Bernard Thomas Gibson Chidzero was a Zimbabwean economist, politician, and writer.
21 Facts About Bernard Chidzero
Bernard Thomas Gibson Chidzero was the eldest of seven children.
Bernard Chidzero was raised in the Seke area of Chitungwiza.
Bernard Chidzero was schooled at primary school in Seke and then at Kutama College, where he played in the school band alongside fellow pupil Robert Mugabe.
Bernard Chidzero then attended St Francis College in Mariannhill in South Africa.
Bernard Chidzero obtained a degree in psychology from Pius XII Catholic University College in Lesotho, an MA in political science from the University of Ottawa in 1955, and in 1958 a PhD in political science from McGill University in Montreal, where he married a French-Canadian woman.
Bernard Chidzero then undertook two years post-graduate study at Nuffield College, Oxford.
Early on Bernard Chidzero became interested in African politics and as a Pan Africanist he became friends, in the London African circuit, with future leaders including Jomo Kenyatta, Kwame Nkrumah, Hastings Kamuzu Banda, Seretse Khama.
In 1957 Bernard Chidzero published a Shona novel Nzvengamutsvairo which detailed the condition of workers on Rhodesian farms and set out his vision of an integrated, racially tolerant society.
Armed with a grant from the Ford Foundation, Bernard Chidzero returned to Rhodesia in 1960, intending to teach at the University of Rhodesia and Nyasaland; his offer to work there was withdrawn when the segregated university discovered the interracial nature of Bernard Chidzero's marriage.
Bernard Chidzero began in the United Nations Economic Commission for Africa as an economic affairs officer in Addis Ababa and from 1963 to 1968 as an assistant to the UN Technical Assistance Board in Kenya.
From 1968 to 1980 Bernard Chidzero worked for the United Nations Conference on Trade and Development : from 1968 to 1977 he was the Director of Commodities and between 1977 and 1980 he served as UNCTAD's Deputy Secretary General.

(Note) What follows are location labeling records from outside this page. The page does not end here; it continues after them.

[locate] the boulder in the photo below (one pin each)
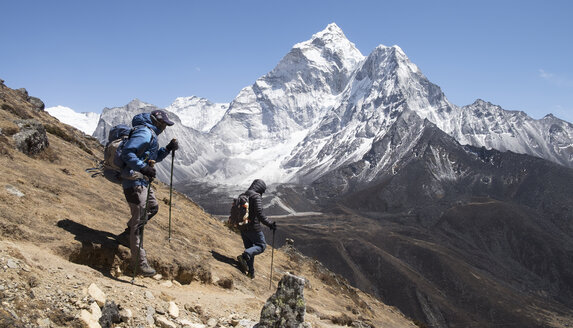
(37, 103)
(287, 307)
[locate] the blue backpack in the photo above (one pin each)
(112, 164)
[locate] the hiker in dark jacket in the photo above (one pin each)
(252, 234)
(138, 153)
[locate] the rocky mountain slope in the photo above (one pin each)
(58, 228)
(453, 235)
(406, 198)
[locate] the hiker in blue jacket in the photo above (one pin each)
(251, 233)
(138, 153)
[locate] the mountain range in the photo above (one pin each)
(456, 215)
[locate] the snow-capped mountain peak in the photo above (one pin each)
(325, 106)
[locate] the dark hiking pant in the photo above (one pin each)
(136, 198)
(255, 244)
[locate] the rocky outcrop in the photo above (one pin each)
(32, 137)
(287, 307)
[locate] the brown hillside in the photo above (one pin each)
(57, 228)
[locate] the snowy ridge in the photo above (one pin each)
(198, 113)
(85, 122)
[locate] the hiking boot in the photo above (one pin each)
(146, 271)
(123, 238)
(242, 264)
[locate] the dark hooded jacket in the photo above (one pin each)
(256, 216)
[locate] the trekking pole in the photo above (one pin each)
(171, 191)
(272, 259)
(142, 222)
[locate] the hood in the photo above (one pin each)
(258, 186)
(144, 119)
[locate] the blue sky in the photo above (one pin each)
(88, 55)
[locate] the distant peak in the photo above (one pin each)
(331, 33)
(333, 28)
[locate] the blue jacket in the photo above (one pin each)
(141, 147)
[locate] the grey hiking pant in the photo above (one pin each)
(136, 198)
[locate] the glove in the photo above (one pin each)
(148, 171)
(172, 145)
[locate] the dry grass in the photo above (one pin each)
(69, 214)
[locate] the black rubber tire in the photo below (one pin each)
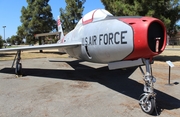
(18, 69)
(149, 107)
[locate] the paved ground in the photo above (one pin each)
(71, 88)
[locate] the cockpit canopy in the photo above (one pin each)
(93, 16)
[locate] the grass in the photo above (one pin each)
(32, 54)
(171, 55)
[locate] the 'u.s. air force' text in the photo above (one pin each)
(106, 39)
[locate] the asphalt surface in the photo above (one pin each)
(71, 88)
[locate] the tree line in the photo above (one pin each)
(38, 18)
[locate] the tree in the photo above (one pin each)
(72, 14)
(16, 40)
(1, 42)
(166, 10)
(36, 18)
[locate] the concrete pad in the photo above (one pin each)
(66, 87)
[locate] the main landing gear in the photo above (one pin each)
(18, 69)
(148, 98)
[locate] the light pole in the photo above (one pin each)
(4, 32)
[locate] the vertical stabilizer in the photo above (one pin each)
(60, 29)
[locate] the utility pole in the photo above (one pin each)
(4, 32)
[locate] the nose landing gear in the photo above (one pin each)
(148, 99)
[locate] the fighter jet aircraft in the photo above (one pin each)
(120, 42)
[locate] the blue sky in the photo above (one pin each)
(10, 12)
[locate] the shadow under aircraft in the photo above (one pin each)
(117, 80)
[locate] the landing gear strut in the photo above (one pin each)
(148, 98)
(18, 69)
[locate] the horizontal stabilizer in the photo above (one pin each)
(48, 46)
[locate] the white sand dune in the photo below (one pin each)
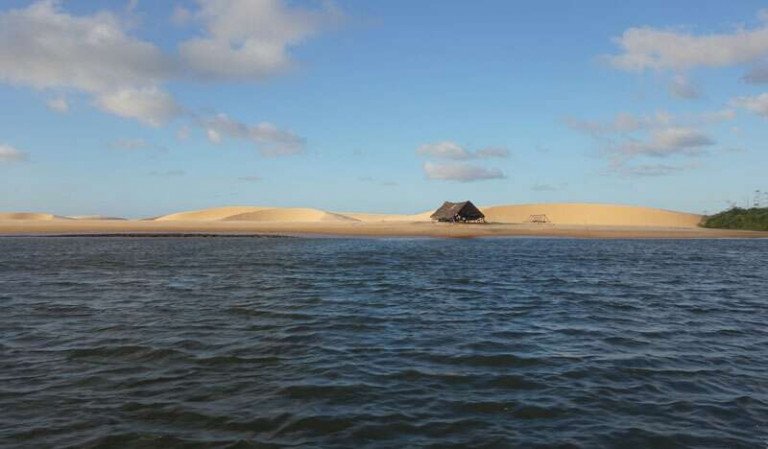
(580, 214)
(93, 217)
(290, 215)
(566, 220)
(30, 216)
(384, 218)
(213, 214)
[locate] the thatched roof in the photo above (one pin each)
(463, 211)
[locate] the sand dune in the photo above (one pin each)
(30, 216)
(579, 214)
(383, 218)
(290, 215)
(567, 220)
(93, 217)
(216, 213)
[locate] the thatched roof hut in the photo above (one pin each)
(463, 212)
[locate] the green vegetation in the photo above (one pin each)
(755, 219)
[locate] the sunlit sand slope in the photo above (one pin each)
(290, 215)
(577, 214)
(93, 217)
(216, 213)
(29, 216)
(383, 218)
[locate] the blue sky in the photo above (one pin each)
(140, 108)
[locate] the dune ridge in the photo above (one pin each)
(211, 214)
(290, 215)
(588, 214)
(566, 220)
(35, 216)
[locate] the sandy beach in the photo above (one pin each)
(565, 220)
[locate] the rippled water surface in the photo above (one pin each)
(331, 343)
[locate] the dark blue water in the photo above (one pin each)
(269, 343)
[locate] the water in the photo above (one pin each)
(332, 343)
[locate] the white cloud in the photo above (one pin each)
(758, 104)
(492, 152)
(452, 150)
(58, 104)
(168, 173)
(151, 106)
(11, 154)
(183, 133)
(667, 142)
(627, 137)
(625, 123)
(270, 140)
(181, 15)
(248, 39)
(129, 144)
(443, 150)
(757, 74)
(656, 49)
(544, 188)
(44, 47)
(654, 170)
(134, 145)
(682, 88)
(461, 172)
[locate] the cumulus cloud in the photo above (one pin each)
(443, 150)
(452, 150)
(653, 170)
(11, 154)
(544, 188)
(44, 47)
(682, 88)
(668, 142)
(270, 140)
(151, 106)
(58, 104)
(248, 39)
(133, 145)
(168, 173)
(628, 137)
(651, 48)
(757, 104)
(757, 74)
(462, 172)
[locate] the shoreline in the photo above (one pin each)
(186, 229)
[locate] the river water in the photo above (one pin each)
(383, 343)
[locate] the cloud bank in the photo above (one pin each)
(452, 150)
(11, 154)
(44, 47)
(461, 172)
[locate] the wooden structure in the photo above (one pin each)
(539, 219)
(463, 212)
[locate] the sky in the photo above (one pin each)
(142, 108)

Bernard Chidzero was part of the advisory team when Joshua Nkomo leader of Zimbabwe African People's Party visited London.
Aware of impending violence in Zimbabwe, in 1970, Bernard Chidzero bought a farm in Malawi and moved his father and kinsfolk out of Rhodesia.
Meanwhile, during a visit to Malawi in 1972, Bernard Chidzero made overtures to his Pan African 'brother' and 'friend' Hastings Kamuzu Banda to settle in Malawi when his United Nations tenure expired.
Bernard Chidzero was Chairman of the Development Committee of the World Bank from 1986 to 1990.
Bernard Chidzero was a member of the World Commission on Environment and Development.
In 1990, aware of the disaster that the Zimbabwean economy was headed for and vilified and accused for SAP's 'failures' by those within the ruling party, a frustrated Bernard Chidzero ran for election to the post of Secretary-General of the United Nations.
Bernard Chidzero was supported by the United Kingdom and many Commonwealth countries, but was defeated by Boutros Boutros-Ghali.
Bernard Chidzero died in the Avenues Clinic in Harare in 2002.
Bernard Chidzero is buried in the Heroes' Acre in Harare.